Die privaten Mobilgeräte von Mitarbeitern haben sich in vielen Unternehmen zum bevorzugten Arbeitsgerät entwickelt. Der Ansatz, das eigene Gerät für Firmenzwecke einzusetzen (Bring Your Own Device – BYOD) steigert nicht nur die Produktivität und Zufriedenheit von Mitarbeitern, sondern senkt überdies für Firmen die Investitionskosten für Client-Hardware. Das Management der unterschiedlichen Geräte bedeutet für die IT jedoch erheblichen Aufwand. Neben einer effektiven Verwaltung erfordert BYOD auch sichere Zugriffswege auf Geschäftsdaten, insbesondere vom ungesicherten öffentlichen Raum aus, wie sie sich über eine leistungsstarke BYOD-Lösung umsetzen lassen.

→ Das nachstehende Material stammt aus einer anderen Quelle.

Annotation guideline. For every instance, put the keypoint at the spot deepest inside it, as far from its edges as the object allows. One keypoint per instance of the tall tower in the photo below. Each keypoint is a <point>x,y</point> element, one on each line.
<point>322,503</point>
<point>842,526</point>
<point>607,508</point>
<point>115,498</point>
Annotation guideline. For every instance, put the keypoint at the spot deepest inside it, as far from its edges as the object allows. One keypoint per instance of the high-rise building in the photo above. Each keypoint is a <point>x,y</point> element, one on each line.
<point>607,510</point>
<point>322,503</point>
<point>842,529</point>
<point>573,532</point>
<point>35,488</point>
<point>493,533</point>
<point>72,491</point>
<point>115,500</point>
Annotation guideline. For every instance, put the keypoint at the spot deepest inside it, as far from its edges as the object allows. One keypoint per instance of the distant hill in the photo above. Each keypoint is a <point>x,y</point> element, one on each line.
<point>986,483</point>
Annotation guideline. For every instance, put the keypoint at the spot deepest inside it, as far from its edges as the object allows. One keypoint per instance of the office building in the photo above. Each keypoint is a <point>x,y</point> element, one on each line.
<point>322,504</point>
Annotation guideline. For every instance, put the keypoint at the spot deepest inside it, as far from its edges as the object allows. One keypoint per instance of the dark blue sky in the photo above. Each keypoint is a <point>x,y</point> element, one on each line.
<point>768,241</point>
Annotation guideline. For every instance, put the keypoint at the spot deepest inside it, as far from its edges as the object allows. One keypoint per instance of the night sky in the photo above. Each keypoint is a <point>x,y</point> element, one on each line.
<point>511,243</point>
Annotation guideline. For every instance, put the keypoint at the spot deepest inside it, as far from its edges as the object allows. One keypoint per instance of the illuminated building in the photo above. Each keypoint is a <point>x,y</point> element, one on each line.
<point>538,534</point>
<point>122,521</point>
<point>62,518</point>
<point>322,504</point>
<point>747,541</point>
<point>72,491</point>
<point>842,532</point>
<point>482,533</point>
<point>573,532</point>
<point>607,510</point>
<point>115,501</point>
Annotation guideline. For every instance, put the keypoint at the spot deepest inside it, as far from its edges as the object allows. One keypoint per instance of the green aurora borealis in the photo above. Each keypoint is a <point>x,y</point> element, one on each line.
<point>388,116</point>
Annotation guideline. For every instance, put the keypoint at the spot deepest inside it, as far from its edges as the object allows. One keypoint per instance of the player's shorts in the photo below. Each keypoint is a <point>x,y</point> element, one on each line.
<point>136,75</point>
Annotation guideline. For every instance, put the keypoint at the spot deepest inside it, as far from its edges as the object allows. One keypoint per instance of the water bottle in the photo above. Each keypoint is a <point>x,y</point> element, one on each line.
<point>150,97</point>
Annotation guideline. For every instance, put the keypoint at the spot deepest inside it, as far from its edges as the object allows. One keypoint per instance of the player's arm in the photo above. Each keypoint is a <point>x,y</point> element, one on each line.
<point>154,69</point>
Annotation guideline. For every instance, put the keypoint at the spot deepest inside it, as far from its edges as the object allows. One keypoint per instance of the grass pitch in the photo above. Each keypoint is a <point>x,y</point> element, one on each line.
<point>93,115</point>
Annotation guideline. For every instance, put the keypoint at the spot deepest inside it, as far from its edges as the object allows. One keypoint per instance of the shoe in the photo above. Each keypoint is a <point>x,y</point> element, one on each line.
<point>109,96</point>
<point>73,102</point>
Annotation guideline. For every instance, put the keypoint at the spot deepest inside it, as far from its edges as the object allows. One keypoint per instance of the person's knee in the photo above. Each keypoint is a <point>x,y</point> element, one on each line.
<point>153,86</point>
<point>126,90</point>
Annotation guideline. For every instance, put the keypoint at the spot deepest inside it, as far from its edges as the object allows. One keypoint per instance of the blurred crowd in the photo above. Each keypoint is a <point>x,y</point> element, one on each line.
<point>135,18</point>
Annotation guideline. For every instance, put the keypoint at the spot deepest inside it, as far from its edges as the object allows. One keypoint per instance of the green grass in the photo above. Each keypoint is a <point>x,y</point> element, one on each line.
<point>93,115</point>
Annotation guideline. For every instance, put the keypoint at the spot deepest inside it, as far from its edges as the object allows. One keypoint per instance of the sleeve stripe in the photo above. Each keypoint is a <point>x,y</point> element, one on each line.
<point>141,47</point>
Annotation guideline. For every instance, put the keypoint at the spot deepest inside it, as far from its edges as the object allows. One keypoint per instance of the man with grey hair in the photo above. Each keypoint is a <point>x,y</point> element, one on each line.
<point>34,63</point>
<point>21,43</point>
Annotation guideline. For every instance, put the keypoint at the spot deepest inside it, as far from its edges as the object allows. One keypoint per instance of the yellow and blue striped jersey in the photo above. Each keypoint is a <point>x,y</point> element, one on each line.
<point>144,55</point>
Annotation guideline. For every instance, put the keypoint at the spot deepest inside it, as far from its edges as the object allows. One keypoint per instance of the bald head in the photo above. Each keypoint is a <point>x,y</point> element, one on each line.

Unified Endpoint Management (UEM) hebt die bislang getrennte Client-Verwaltung von PCs und mobilen Geräten auf eine einheitliche Plattform. Damit wird UEM der Tatsache gerecht, dass die Grenzen zwischen Desktop, mobilen und in zunehmendem Maße auch IoT-Geräten zunehmend verschwimmen, weshalb Anwenderunternehmen verstärkt nach einer einheitlichen und somit effizienten Lösung zur Verwaltung dieser Geräte suchen. UEM verbindet klassische Funktionen der Client-Verwaltung mit denen des Enterprise Mobility Managements (EMM) und ist damit der logische nächste Schritt nach EMM. Ziele des UEM sind neben einer effizienten Endpunktverwaltung, ein einheitliches Benutzererlebnis sowie der zuverlässige Schutz sensibler Firmendaten.

Beim Mobile Device Management (MDM) handelt es sich um eine Software-Lösung für das zentrale Management mobiler Geräte. Mit ihr lassen sich betriebssystemunabhängig Smartphones und Tablets über den gesamten Lebenszyklus hinweg verwalten, sichern, unterstützen und konfigurieren. Zur effektiven Ausführung dieser Funktionen erhalten der Administrator und seine Mitarbeiter über eine Konsole rollenbasiert Zugriff auf die Geräte sowie deren Funktionen und Daten. MDM-Software beinhaltet überdies automatisiertes Konfigurieren – etwa von E-Mail, Trennung von Firmen- und Privatdaten, Integration der Unternehmensstruktur, selektives Löschen von Daten sowie Zertifikat-basierte Sicherheit.